Insulin Human/Insulin Isophane Also Interacts With

View all Insulin Human/Insulin Isophane interactions →

Frequently Asked Questions

Can I take Octreotide and Insulin Human/Insulin Isophane together?

This is a moderate interaction. Your doctor may need to adjust your insulin dose and you should check your blood sugar more often.

How serious is the interaction between Octreotide and Insulin Human/Insulin Isophane?

This interaction is classified as "moderate" severity by the FDA. Moderate interactions may worsen your condition or change how your medications work.

Why do Octreotide and Insulin Human/Insulin Isophane interact?

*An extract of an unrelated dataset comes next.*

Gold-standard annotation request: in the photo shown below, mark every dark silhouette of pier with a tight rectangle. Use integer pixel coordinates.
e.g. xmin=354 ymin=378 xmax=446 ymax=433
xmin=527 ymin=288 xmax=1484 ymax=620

Octreotide can lower blood sugar levels, which adds to the effect of insulin and makes low blood sugar more likely.

Understanding the Octreotide and Insulin Human/Insulin Isophane Interaction

FDA-approved prescribing information for these two drugs flags their combination as a moderate-severity interaction. Octreotide belongs to the Somatostatin Analog class and Insulin Human/Insulin Isophane belongs to the Intermediate-Acting Insulin Combination class - two categories that can collide when co-prescribed. The mechanism described in FDA labeling is: Octreotide can lower blood sugar levels, which adds to the effect of insulin and makes low blood sugar more likely. Severity tiers matter: major flags generally advise avoidance, moderate flags often require monitoring or dose adjustment, and minor flags may only call for awareness.

Context around a specific patient determines real-world impact. Octreotide has 14 total documented interactions on file in this dataset, and Insulin Human/Insulin Isophane has 11. Each additional medication compounds the interaction surface, which is why pharmacists run full-profile checks rather than evaluating one pair at a time. FDA-derived guidance for this pair is: Your doctor may need to adjust your insulin dose and you should check your blood sugar more often. Timing of doses, renal and hepatic function, age, and other concurrent prescriptions all shape whether a labeled interaction matters clinically.

An interaction flag is not a verdict. A large share of labeled interactions are managed routinely in clinical practice, the fix may be as simple as spacing doses or adding a monitoring test. Others require the prescriber to choose a different medication entirely. This page surfaces FDA-sourced labeling and openFDA data for educational purposes only; it is not medical advice and cannot account for your full clinical picture. Never start, stop, or adjust either Octreotide or Insulin Human/Insulin Isophane based on a web page, speak with your prescriber or pharmacist before making any change.